After enduring the driest July on record since 1959, summer wildfires that threatened to ruin grape crops, and the earliest documented start of picking, winemakers in Bordeaux are pleased with the 2022 vintage. Both flowering and fruit set took place under excellent conditions after late spring frost and hail, which had much greater impact on the 2020 and 2021 harvests, affected some areas in the south of the region. The CIVB (Bordeaux’ regional wine council) has not released official statistics yet, but totals were expected to be just slightly lower than the 50-year average and significantly higher than last year’s haul.
The ongoing drought and high July and August temperatures led to the authorization of irrigation in appellations including Pessac-Léognan, Pomerol, Lalande-de-Pomerol and Saint-Emilion, which is a first in the region. While irrigation was permitted through August 15, there were no systems in place for adequate water delivery in most places, so very few houses put the practice into use except for their vines that are under three years old, which are always allowed to be irrigated. There are no reported incidents of “smoke taint” from summer wildfires affecting the flavor or quality of grapes.
More from Robb Report
Vineyards with older vines whose roots reach deep into the soil to retrieve available groundwater fared better than those with younger, more shallow root systems. Nicholas Seillan, seventh-generation winemker at Château Lassègue, explained, “We are fortunate at Lassègue to benefit from clay and limestone as a key element of the terroir, which provides a stock of retained moisture during dry periods. Summer 2022 was particularly hot and dry. However, the old vines with their deep roots were an additional factor which helped the vineyards to support the difficult conditions this year.”
Harvest for white grapes began on August 16, with the harvest for reds across the region starting almost a full month later. Alexandre de Malet Roquefort of Domaines Comte de Malet Roquefort told us, “The harvest at [estate vineyard] La Gaffelière began with the Merlots on September 13 and ended on September 28.” He also pointed out that the collection was shorter than usual, stating, “Harvests were concentrated over 15 days instead of the usual three to four weeks.”
Mssr. de Malet Roquefort praised the character of this year’s crop, adding, “The quality of the Merlots and Cabernet Francs is extraordinary this year. Ripeness is on point, with good freshness, despite the heat, which will allow beautiful balance in the wine. On the quantity side, we are on ‘correct’ volumes.

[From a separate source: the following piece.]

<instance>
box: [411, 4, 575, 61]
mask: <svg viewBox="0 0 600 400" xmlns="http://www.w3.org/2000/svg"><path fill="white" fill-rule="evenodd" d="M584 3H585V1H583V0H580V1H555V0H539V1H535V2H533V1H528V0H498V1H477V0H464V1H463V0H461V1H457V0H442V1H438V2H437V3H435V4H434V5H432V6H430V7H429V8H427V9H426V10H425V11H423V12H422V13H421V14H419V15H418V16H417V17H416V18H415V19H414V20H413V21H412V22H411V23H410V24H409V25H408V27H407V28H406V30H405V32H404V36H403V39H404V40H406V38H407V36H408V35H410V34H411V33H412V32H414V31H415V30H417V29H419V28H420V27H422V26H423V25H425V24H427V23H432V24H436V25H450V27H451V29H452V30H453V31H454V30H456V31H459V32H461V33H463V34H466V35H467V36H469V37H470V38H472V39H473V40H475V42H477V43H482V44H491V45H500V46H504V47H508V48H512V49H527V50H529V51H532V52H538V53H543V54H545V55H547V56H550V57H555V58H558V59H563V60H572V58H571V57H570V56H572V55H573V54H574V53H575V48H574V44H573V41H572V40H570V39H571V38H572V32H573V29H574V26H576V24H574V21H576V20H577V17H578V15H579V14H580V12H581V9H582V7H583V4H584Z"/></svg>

We are expecting a very fine vintage!”
The fine vintage did not come without worry. As Ludovic Migeon of Château de Lescours stated, “The very hot periods concentrated our grapes and made the vine’s roots suffer. Lack of water over a very long period prevented the seeds from growing properly. We waited as long as we could to reach maturity trying to keep as much juice as we could in the berries. This year’s weather conditions forced us to make unusual and difficult choices.” He went on to say that the “smaller quantity does not erase the very nice quality.” Timing this year was also different at Lescours, where picking began on September 17. As Migeon explained, “We usually wait for the Cabernets, but this year they were picked up at the same time as our last Merlot.”
Seillan reiterated the sentiments of the other winemakers, telling us, “We are very pleased both in term of quality and quantity. The skins were thicker than normal this year due to the dry conditions, but we did not lose volume in the grapes. This will certainly be a richer vintage and we are excited to see it develop.”
For the moment we will have to let the hand of the winemaker perform its magic until members of the wine trade fully evaluate the 2022 vintage during April’s highly anticipated En Primeur week in Bordeaux.